I’m glad it fitted in @DaveHiggins 's head, and that’s a good way of thinking about the approach.

With regards to the stakes and consequences, I obviously had “Escalate to Violence” from Burning Wheel running through my mind, where you can lose a Social conflict, and choose to trash your reputation and good word to Just Kill Them All Now.

Definitely a mistake on my part to blur those together, @kendesign.

But to @DaveHiggins’s point, it was also about finding a way to have the sort of fun stakes:

  • Do the group have “standing” to negotiate for what they’re trying?
  • Would Æglæckír accept?
  • And if she would accept, what is the scope of this?

With regards to this the group is somewhat bound by Halja on one side (her Belief: “Let no one take the merest grain that belongs to me.”) and Æglæckír’s driving goal to keep Monwír alive.

They are mutuallly exclusive, but it was a very fun place to play in, and hence why we found a potential way to make it work, whilst keeping the risks big enough.

As they won, Æglæckír is submitting, but she doesn’t like it.
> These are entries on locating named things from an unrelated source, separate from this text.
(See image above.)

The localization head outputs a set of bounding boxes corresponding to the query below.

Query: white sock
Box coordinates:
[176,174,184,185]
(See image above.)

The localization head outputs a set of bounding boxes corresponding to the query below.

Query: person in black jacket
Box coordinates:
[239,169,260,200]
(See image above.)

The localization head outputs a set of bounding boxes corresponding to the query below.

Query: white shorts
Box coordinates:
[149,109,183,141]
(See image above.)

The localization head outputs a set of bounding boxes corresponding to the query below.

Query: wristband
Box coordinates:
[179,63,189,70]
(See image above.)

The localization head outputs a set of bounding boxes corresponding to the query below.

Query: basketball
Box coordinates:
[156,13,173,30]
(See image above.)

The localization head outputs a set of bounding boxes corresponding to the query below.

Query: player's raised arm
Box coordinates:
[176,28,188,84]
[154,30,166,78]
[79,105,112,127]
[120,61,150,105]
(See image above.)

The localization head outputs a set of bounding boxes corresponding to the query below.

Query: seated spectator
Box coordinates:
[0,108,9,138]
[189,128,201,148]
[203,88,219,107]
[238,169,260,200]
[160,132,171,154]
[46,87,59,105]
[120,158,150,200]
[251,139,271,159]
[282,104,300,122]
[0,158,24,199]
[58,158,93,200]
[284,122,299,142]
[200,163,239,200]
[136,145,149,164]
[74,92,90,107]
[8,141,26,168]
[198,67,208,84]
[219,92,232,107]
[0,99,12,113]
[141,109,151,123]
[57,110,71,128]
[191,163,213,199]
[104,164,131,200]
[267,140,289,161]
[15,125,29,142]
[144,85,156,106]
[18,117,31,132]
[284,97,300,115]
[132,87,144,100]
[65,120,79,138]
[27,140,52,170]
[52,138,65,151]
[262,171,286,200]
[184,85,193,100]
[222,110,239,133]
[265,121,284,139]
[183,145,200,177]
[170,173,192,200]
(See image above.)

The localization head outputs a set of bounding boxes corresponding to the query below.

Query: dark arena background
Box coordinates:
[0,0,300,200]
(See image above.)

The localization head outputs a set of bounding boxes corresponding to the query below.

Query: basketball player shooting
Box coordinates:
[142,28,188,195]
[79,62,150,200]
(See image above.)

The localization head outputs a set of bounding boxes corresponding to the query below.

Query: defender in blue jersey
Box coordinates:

She is grieving and close to fury, in much the same way that someone who has lost an argument might have agreed to the terms, but rails against them.

Beating Æglæckír in 1 negotiation does not “tame” her. And whilst her attitude was shifted by the conflict, it does not change who she is at a fundamental level, which is a dangerous denizen with centuries of experience.

I have tried to be open and clear to the players about the risks surrounding the dragon(s), and when things they are doing might brush up against their fragile peace.